According to Daniel Siegel, scholar and psychiatrist devoted to the study of an “integrated developmental framework for understanding the mind, the brain and human relationships” (Hartzell and Siegel, 3), secure relationships are characterized by people’s capacity for “integrated response” (Hartzell and Siegel, 47-8). That means the emotional, unconscious part of the brain (the limbic system) is fully integrated with the cognitive, conscious brain (the cerebral cortex). Everybody who has ever lost their temper knows just how difficult this is to achieve.
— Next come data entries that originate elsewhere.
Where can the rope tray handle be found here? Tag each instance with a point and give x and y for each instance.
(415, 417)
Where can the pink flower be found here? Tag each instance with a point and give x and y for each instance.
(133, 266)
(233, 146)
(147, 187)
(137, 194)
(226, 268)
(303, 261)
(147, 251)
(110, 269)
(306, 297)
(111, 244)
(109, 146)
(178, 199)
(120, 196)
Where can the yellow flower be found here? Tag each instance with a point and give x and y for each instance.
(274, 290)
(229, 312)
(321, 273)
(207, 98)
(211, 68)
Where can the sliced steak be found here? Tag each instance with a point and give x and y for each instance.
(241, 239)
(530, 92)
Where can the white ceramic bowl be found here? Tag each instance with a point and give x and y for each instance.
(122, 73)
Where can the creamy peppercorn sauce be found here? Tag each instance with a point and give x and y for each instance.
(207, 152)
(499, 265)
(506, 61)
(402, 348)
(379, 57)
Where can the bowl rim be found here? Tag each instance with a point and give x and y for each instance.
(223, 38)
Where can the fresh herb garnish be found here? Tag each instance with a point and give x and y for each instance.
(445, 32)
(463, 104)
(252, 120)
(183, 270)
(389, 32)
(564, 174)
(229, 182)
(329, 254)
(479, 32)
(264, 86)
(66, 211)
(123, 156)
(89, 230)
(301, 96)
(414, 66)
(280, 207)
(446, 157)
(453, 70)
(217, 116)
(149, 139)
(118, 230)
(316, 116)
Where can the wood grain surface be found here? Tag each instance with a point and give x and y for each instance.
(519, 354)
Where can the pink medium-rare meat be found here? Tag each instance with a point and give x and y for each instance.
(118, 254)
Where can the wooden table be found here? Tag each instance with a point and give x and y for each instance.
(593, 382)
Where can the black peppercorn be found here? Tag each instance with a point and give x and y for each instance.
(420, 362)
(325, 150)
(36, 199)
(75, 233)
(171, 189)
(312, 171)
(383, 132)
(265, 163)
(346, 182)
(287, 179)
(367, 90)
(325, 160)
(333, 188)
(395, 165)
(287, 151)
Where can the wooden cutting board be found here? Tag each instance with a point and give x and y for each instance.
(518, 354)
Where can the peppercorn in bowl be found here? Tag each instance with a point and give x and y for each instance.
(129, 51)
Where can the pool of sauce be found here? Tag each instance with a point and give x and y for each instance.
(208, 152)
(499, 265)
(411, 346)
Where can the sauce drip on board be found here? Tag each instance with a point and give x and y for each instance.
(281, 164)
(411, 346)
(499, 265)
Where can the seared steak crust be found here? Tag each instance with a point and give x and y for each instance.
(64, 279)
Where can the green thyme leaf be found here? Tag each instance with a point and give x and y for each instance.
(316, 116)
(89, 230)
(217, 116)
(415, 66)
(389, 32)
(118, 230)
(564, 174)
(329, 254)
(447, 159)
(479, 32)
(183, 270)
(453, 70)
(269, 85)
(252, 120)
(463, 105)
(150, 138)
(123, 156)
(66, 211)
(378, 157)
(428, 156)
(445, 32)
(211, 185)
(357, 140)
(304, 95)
But for parents, children, lovers, spouses, bosses, friends, people–how important it is to keep doing the work it takes to respond to others functionally and deliberately, fully keyed in to our emotion and intuition, and also able to make conscious choices about word and deed.
There is no perfection in this work, only reflection and intention, honesty and humility. We who have taken that first step out of the past owe something to our former selves, still tangled in the stories abusers tell to avoid this work. We owe ourselves the truth of our pasts, and the hope of our future. We owe ourselves a new story.
Author’s Note: I truly wrote this piece as a message to myself, engaged as I still am in climbing out of my own past step by step. Every person’s experience of abuse is singular and cataclysmic. In no way did I intend for my thinking here to represent anyone else’s experience of abuse or recovery. It’s up to each of us to speak for ourselves.